Lorsque les murmures couvraient ses explications sur gaudium et laetitia, la satisfaction du laboureur et la joie de l’âme, le professeur de latin campait sa soutane élimée devant le trublion, sa règle plantée entre la paume de sa main et le pupitre. Et là il lâchait la petite ritournelle que malicieusement nous attendions: «dompte l’animal qui est en toi».

Désolé de vous décevoir encore, cher Professeur, où que vous soyez, mais nous n’y arrivons toujours pas. L’animal en nous l’emporte encore sur Ovide et ses Métamorphoses. Il y a toujours au fond de nos estomacs cet écureuil qui ne demande qu’à se réveiller. Il suffit un soir de croiser du côté de la rue de Renens un long niqab vert olive pour que la boule de poil se hérisse au creux du ventre. «Visage voilé, tu me vois, mais je ne te vois pas. Que caches-tu?». Réflexe primitif de distance et de crainte.

Et c’est sur lui que le comité d’Egerkingen, celui qui a fait interdire les minarets, compte pour prohiber le niqab et la burqa. Son initiative, a résumé la presse alémanique, serait une fausse solution pour un faux problème. A peine 130 femmes seraient concernées en Suisse, si l’on excepte les touristes.

Oskar Freysinger, qui a toujours réponse à tout, estime pourtant qu’il vaut mieux se doter d’une législation avant que le phénomène du voile islamique ne prenne de l’ampleur. Lui et son comité de membres de l’UDC peuvent certes avancer que la Suisse n’invente rien. D’autres pays en Europe ont déjà légiféré en la matière et le Cour de Strasbourg a confirmé la compatibilité de la loi française avec la Convention européenne des droits de l’homme.
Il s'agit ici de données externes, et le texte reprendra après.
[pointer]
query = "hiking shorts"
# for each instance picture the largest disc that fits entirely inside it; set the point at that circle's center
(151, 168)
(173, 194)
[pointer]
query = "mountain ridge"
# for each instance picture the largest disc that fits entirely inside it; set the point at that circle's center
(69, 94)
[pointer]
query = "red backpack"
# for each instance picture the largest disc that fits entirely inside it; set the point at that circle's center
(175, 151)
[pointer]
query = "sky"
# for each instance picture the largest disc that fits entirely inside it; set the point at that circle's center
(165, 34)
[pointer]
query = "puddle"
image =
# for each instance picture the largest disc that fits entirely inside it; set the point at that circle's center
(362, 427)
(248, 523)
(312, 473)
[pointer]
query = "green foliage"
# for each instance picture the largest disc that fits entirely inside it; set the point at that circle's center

Personne n’est dupe. A la veille des élections, ce texte ne fait qu’alimenter la vague de fond anti-islamique au sein de l’UDC. Son programme politique est sans équivoque: «L’UDC s’engage pour la culture chrétienne et occidentale qui est à la base de notre identité et de notre cohésion». Et plus loin: «refuse la reconnaissance de communautés religieuses non occidentales en tant que corporations de droit public».

Pour comprendre ce qui se passe, on peut relire Dürrenmatt et sa Mise en œuvre, au chapitre de l’Eclipse de lune. Il y parle la Deuxième guerre mondiale, du refoulement des réfugiés à la frontière, du timbre J dans les passeports, du mouvement frontiste. Des frontistes, qu’il tient à distinguer du national-socialisme, il dit qu’ils rêvaient «d’imposer le grotesque anachronisme d’une Suisse helvétique».

La «Suisse helvétique», nous en sommes toujours là. On a simplement interchangé juifs et musulmans. Il y a toujours un tiers de la population à croire à la possibilité d’une île, à une Suisse organiquement homogène. Or, l’étude publiée cette semaine, «Suisse- Société multiculturelle», montre au contraire un pays d’une large diversité.

Selon cette enquête menée auprès de 40 000 conscrits et 1500 jeunes femmes, un tiers aurait un ou deux parents d’origine étrangère; un tiers se sent aussi bien suisse qu’européen ou étranger. Plus d’un jeune Suisse sur deux avoue une appartenance ou une proximité avec plusieurs cultures. On voit surtout une société très tolérante envers toutes les religions et leurs signes extérieurs, pour autant que les valeurs fondamentales (égalité des sexes, liberté d’expression, démocratie) soient respectées.

Pourtant, le comité d’Egerkingen le sait bien, il vole vers une nouvelle victoire. Car au moment du vote on ne dompte pas l’écureuil tapis au fond de l’estomac.